Kart says that while some plants may be attractive to birds for their fruit, gardeners should chose those plants whose fruit is high in nutritional value, helping migratory species be more prepared for treks to Central and South America in the fall.  Recommended plants include native nannyberry, buttonbush, common winterberry, and silky dogwood – all beautiful and hardy shrubs.

“Fruit from these native plants is like health food to birds, providing them with a lot of nutrition,” said Kart.  “When you plant native alternatives, you give birds, bees and butterflies the food and habitat they need to survive.”

Other one-time garden standbys, such as Japanese barberry and honeysuckle, are much less desirable nutritionally and can easily get out of hand.

Invasive plant species are frequently introduced into a new area by well-intentioned gardeners and landscapers, according to state botanist Bob Popp.  These invasive plants can cause a variety of problems, such as crowding out native plants that provide food for wildlife or increasing erosion along stream banks.

Vermont Invasives, a joint effort by several Vermont nonprofit and government organizations, keeps a list of native plants that landscapers can use as an easy alternative to nonnative plants on their website at www.vtinvasives.org. The New England Wild Flower Society also maintains information on recommended native plants at www.newenglandwild.org. You can report invasive plant locations on iNaturalist Vermont, a project of the Vermont Atlas of Life, to help track their spread.
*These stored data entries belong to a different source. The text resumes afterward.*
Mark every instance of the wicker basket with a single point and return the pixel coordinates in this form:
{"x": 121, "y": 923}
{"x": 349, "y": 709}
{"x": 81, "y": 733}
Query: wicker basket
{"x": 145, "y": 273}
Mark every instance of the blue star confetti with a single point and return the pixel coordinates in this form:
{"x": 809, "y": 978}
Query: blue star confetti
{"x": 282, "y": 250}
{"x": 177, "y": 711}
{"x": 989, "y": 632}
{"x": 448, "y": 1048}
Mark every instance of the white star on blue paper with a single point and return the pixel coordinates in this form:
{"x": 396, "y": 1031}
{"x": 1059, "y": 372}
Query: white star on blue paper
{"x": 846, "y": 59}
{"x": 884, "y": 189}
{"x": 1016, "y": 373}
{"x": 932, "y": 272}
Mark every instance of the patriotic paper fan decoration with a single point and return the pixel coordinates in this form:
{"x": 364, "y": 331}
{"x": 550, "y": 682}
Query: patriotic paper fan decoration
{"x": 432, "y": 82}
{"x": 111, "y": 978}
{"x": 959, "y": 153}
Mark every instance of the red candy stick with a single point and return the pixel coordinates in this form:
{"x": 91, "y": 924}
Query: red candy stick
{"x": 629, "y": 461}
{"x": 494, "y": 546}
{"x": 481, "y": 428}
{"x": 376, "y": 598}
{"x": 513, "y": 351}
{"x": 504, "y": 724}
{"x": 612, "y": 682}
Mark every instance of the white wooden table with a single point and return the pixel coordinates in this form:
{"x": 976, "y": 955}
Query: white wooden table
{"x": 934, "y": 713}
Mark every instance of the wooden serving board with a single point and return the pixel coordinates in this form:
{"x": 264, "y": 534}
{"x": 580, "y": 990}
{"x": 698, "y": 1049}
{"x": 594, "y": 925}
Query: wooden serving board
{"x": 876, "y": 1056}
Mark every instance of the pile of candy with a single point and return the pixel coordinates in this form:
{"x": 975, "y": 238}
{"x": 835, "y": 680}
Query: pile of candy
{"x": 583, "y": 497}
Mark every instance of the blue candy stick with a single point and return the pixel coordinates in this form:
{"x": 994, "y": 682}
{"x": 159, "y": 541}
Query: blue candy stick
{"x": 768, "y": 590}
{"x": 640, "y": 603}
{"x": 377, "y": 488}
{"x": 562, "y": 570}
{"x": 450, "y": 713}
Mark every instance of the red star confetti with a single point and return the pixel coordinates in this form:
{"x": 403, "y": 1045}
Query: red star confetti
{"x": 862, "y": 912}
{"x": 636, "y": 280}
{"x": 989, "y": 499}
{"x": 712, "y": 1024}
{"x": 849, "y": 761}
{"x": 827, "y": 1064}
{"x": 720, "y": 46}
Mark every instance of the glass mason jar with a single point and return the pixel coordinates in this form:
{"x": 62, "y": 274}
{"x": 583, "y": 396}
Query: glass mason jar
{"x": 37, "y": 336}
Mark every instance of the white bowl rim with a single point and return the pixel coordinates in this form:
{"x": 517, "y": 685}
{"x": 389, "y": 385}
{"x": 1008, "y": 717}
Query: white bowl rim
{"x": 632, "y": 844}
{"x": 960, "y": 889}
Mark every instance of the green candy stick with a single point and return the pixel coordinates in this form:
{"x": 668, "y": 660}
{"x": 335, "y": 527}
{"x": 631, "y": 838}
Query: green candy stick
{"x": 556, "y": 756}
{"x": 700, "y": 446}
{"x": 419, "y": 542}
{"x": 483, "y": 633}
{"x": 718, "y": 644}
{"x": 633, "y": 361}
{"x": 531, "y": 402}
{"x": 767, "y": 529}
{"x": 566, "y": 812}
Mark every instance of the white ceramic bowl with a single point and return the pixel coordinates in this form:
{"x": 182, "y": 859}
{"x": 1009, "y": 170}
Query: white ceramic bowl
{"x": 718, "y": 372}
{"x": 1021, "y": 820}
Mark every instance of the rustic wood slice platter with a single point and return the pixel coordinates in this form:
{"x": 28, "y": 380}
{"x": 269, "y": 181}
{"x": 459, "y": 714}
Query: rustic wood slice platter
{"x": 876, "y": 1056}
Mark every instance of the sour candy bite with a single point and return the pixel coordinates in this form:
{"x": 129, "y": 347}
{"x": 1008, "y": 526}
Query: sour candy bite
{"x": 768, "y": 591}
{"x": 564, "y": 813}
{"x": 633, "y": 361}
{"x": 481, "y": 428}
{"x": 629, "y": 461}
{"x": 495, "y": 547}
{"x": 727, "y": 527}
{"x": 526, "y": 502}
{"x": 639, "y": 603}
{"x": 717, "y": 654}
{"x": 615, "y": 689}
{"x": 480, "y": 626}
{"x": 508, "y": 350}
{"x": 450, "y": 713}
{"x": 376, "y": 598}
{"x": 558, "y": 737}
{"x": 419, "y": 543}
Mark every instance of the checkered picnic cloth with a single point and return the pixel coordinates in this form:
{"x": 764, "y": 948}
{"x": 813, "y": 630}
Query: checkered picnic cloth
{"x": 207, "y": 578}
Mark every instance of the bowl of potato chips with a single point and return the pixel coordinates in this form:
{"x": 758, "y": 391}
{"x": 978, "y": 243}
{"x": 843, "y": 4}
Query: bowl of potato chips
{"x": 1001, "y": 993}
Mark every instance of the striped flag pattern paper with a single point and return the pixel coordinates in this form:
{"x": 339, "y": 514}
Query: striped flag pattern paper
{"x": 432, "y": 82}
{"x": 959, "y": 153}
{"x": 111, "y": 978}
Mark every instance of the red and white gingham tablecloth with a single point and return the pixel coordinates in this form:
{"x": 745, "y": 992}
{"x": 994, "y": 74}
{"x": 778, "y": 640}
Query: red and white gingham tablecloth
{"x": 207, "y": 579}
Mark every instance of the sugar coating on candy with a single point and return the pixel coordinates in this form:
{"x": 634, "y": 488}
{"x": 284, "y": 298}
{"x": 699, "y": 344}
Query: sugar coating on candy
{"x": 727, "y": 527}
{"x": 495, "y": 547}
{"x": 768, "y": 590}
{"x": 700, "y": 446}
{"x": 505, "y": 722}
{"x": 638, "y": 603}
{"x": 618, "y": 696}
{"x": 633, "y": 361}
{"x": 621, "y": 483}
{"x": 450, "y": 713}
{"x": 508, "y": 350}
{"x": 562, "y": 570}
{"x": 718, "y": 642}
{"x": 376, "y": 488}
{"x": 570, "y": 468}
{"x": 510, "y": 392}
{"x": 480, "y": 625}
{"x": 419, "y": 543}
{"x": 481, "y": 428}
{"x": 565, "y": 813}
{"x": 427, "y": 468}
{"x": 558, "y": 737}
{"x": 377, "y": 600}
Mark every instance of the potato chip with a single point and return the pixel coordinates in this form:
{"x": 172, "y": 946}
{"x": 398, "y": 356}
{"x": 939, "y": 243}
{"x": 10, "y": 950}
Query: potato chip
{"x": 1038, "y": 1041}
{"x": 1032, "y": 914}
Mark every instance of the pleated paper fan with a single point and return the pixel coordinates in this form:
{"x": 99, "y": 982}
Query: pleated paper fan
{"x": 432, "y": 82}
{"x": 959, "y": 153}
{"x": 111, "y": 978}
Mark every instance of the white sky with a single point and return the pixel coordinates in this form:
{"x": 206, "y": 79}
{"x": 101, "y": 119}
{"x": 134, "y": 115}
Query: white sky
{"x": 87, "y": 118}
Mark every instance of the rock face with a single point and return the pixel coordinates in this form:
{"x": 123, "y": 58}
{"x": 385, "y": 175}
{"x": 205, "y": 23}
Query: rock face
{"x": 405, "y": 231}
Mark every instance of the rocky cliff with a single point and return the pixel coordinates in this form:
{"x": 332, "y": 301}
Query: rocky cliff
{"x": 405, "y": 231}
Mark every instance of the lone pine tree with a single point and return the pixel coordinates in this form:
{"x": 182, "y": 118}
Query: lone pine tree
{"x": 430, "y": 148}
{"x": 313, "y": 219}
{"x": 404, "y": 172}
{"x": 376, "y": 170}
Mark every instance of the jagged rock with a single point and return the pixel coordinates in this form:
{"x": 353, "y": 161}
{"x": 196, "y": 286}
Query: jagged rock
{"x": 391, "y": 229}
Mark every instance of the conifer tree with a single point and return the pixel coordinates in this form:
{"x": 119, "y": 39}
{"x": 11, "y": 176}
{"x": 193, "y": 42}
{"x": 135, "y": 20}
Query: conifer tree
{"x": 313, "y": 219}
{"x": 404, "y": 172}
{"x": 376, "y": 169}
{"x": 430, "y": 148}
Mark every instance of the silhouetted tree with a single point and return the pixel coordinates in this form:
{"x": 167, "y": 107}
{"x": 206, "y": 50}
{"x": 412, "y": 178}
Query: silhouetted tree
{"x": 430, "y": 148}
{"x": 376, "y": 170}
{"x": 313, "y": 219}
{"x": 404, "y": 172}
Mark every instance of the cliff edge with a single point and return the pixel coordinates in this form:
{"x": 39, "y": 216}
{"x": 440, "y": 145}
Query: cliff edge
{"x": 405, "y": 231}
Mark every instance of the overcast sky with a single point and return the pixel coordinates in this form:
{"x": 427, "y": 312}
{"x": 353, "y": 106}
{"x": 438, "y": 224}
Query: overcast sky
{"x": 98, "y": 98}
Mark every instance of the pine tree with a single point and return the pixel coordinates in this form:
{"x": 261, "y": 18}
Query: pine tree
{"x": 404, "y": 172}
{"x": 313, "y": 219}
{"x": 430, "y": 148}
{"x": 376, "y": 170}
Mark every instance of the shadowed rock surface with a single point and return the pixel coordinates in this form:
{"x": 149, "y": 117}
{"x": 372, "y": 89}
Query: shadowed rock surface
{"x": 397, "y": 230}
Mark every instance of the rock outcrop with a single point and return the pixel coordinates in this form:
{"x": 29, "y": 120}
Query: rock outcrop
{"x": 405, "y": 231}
For colorful fall foliage, Popp recommends that people plant sugar maple or red maple in place of Norway maple.  He says that highbush blueberries also produce fall foliage along with tasty fruit.  For privacy, Popp suggests people plant northern white cedar, white spruce or balsam fir as an alternative to blue spruce.

For low-lying wet areas or streambanks, dogwoods, alders, and native willows work best, but Popp advises people against nonnative trees such as white willow, the shrubby basket willow, or European black alder.

For gardeners looking for color, Popp suggests people look for wildflower mixes with a variety of native species such as wild bergamot and rudbeckia (also known as black-eyed Susans) which can help promote local pollinator insects.

“By choosing these plants, you’ll not only do something good for the environment, you’ll have the added enjoyment of attracting butterflies and songbirds into your yard,” said Popp.